Keep the deduction of home mortgage interest. Owning a home strengthens and adds resilience to the economy. When the mortgage deduction is eliminated, as the President’s council suggests, the will see another round of foreclosures and interrupt the recovery of durable industry.

Allow deductions for educational costs and interest on student loan. It is advantageous for brand new to encourage education.

Allow 100% deduction of medical costs and insurance coverage. In business one deducts the associated with producing wares. The cost of training is partly the repair off ones fitness.

Increase the tax rate to 1950-60s confiscatory levels, but allow liberal deductions for “investments in America”. Prior into the 1980s earnings tax code was investment oriented. Today it is consumption oriented. A consumption oriented economy degrades domestic economic health while subsidizing US trading collaborators. The stagnating economy and the ballooning trade deficit are symptoms of consumption tax policies.

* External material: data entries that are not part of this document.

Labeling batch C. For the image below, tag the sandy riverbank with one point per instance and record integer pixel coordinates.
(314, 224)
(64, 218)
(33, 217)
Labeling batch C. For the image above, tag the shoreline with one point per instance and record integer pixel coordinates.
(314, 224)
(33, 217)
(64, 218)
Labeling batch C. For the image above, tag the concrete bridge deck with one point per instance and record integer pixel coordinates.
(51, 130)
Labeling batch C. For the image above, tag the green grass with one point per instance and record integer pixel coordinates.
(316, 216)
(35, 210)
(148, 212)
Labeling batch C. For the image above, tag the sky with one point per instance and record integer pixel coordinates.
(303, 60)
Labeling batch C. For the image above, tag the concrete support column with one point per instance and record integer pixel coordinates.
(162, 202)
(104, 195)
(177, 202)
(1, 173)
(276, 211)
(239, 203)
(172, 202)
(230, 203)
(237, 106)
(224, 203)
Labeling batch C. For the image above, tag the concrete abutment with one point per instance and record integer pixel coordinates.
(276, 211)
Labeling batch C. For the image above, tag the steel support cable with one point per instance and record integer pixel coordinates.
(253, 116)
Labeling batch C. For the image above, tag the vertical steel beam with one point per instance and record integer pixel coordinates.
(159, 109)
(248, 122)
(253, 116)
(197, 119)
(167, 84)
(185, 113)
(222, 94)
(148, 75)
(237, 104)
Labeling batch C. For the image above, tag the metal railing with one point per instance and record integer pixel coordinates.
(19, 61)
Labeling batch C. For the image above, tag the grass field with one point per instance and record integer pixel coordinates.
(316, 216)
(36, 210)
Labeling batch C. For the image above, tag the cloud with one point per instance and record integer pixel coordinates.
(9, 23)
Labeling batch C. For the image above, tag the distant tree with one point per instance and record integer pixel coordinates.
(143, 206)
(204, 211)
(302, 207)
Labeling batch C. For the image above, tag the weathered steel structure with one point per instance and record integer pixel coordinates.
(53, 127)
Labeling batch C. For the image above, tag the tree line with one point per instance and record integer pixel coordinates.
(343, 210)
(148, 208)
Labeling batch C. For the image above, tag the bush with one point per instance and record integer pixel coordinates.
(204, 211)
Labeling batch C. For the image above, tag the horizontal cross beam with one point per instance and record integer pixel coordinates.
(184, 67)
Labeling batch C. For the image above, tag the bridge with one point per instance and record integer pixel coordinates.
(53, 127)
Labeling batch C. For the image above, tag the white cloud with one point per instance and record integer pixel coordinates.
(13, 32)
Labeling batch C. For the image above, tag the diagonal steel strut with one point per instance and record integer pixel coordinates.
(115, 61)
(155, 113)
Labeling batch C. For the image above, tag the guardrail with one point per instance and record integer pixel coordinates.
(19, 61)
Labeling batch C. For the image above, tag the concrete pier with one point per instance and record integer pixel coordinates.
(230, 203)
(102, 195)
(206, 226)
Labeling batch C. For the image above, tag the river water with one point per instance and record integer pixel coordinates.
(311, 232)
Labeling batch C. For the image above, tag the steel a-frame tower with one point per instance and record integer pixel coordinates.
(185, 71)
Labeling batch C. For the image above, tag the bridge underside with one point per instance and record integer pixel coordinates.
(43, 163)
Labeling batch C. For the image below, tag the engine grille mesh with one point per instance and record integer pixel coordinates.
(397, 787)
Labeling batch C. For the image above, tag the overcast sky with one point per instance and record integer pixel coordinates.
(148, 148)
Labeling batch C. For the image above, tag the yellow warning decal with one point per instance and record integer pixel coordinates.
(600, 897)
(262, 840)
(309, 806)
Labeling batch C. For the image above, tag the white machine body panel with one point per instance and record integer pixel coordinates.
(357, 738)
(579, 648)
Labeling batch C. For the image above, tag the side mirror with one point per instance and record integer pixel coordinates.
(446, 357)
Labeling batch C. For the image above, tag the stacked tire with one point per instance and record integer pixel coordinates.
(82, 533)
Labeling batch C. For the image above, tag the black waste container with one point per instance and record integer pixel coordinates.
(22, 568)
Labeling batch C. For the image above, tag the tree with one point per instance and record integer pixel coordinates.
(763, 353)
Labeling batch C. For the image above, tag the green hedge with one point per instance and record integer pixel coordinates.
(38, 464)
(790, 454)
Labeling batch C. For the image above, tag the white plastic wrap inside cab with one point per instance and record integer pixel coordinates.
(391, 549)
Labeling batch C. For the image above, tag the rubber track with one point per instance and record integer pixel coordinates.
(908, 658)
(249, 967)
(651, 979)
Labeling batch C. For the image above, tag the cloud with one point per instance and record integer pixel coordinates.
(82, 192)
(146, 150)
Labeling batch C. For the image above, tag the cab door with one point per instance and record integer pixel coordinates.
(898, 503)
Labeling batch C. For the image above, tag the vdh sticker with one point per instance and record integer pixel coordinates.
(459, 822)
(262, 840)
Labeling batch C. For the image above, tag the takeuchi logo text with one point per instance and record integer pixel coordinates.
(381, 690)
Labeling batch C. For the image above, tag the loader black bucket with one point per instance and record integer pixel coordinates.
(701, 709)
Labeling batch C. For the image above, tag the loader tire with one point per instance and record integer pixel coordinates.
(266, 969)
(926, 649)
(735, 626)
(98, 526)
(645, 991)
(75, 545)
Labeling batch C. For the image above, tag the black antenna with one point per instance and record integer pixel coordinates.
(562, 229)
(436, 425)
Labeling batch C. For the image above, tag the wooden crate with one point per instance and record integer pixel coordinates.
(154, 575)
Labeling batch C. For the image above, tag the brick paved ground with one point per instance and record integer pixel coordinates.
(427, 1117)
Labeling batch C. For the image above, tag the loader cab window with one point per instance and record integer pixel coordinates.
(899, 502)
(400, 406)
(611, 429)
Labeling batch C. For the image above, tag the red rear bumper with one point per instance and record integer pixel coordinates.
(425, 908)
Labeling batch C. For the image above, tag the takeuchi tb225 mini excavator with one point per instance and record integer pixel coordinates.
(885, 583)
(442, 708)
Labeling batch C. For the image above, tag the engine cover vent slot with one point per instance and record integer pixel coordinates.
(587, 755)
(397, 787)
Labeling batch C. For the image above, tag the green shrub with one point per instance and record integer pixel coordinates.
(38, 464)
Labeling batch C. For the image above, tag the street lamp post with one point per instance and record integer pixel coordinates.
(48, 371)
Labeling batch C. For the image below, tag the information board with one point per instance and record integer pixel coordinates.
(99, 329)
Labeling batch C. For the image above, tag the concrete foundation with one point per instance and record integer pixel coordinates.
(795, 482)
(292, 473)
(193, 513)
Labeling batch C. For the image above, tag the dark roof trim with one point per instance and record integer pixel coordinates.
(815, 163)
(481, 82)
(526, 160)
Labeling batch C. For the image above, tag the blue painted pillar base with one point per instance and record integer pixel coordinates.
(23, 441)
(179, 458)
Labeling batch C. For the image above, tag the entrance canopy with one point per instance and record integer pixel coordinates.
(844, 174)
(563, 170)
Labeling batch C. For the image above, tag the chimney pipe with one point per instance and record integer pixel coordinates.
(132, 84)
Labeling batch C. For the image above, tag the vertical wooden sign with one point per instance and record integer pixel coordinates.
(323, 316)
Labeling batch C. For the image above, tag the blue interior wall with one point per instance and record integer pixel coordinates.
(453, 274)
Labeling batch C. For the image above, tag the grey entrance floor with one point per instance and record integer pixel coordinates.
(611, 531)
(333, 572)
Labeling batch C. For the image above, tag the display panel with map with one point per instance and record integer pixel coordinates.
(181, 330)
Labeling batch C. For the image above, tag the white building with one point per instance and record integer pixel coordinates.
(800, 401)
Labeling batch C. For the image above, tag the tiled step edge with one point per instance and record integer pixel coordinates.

Eliminate 401K and IRA programs. All investment in stocks and bonds in order to be deductable and only taxed when money is withdrawn out from the investment areas. The stock and bond markets have no equivalent to the real estate’s 1031 trading. The 1031 property exemption adds stability for the real estate market allowing accumulated equity to be taken for further investment.

(Notes)

GDP and Taxes. Taxes can essentially levied as being a percentage of GDP. The faster GDP grows the greater the government’s capability to tax. Within the stagnate economy and the exporting of jobs coupled with the massive increase with debt there does not way the states will survive economically your massive take up tax earnings. The only possible way to increase taxes end up being encourage a tremendous increase in GDP.

Encouraging Domestic Investment. During the 1950-60s tax rates approached 90% to find income earners. The tax code literally forced great living earners to “Invest in America”. Such policies of deductions for pre paid interest, funding limited partnerships and other investments against earned income had the twin impact of skyrocketing GDP while providing jobs for the growing middle class. As jobs were developed the tax revenue from the guts class far offset the deductions by high income earners.

Today plenty of the freed income off the upper income earner leaves the country for investments in China and the EU at the expense with the US economic state. Consumption tax polices beginning regarding 1980s produced a massive increase a demand for brand name items. Unfortunately those high luxury goods were excessively manufactured off shore. Today capital is fleeing to China and ITR Return File India blighting the manufacturing sector of the US and reducing the tax base at a period when debt and a maturing population requires greater tax revenues.

The changes above significantly simplify personal income tax bill. Except for comprising investment profits which are taxed from a capital gains rate which reduces annually based upon the length of capital is invested the number of forms can be reduced together with a couple of pages.